Rata-rata, tambahnya kalau masyarakat kampung ini pasti akan menjaga lingkungan setiap pergi mencari madu maupun pergi memancing, hanya saja, citra pencari madu kampung ini tercoreng karena ulah oknum-oknum yang datang dari luar yang tidak peduli dengan lingkungan. Mereka membuang puntung rokok yang masih menyalai secara sembarangan, akibatnya karhutla pun terjadi.

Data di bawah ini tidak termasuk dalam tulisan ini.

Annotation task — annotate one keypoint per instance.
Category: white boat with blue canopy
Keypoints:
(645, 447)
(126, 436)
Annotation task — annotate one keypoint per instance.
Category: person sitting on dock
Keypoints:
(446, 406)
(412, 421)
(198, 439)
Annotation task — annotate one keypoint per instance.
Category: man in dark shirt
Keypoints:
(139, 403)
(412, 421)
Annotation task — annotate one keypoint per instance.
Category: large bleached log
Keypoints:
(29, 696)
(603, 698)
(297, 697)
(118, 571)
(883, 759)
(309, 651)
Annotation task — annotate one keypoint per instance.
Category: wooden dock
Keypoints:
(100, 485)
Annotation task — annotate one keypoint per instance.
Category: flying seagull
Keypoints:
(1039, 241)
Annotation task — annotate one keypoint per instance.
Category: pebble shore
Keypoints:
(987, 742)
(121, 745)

‘’Kami menjadi kambing hitam. Padahal kami masyarakat kampung ini sangat peduli dengan lingkungan, mencari madu itu mata pencarian kami untuk menghidupi anak dan isteri. Kalau hutan terbakar, sama artinya membunuh mata pencarian kami sendiri,’’ tuturnya.

Begitu juga saat mengambil madu. ‘’Walau kami menggunakan obor yang dibuat dari daun kelapa untuk pengasapan guna mengusir lebah, namun percikan api dari daun kelapa itu tetap kami jaga, kalau percikan apinya sampai ke tanah langsung kami padamkan. Begitulah kami menjaga lingkungan kampung ini,’’ ujarnya.

Mengapa sampai sedetil itu dilakukan, itu tadi, kalau hutan terbakar, habislah mata pencarian masyarakat kampung ini. ‘’Tidak hanya itu, kalau hutan terbakar satwa-satwa yang ada di hutan pun akan terancam,’’ tuturnya.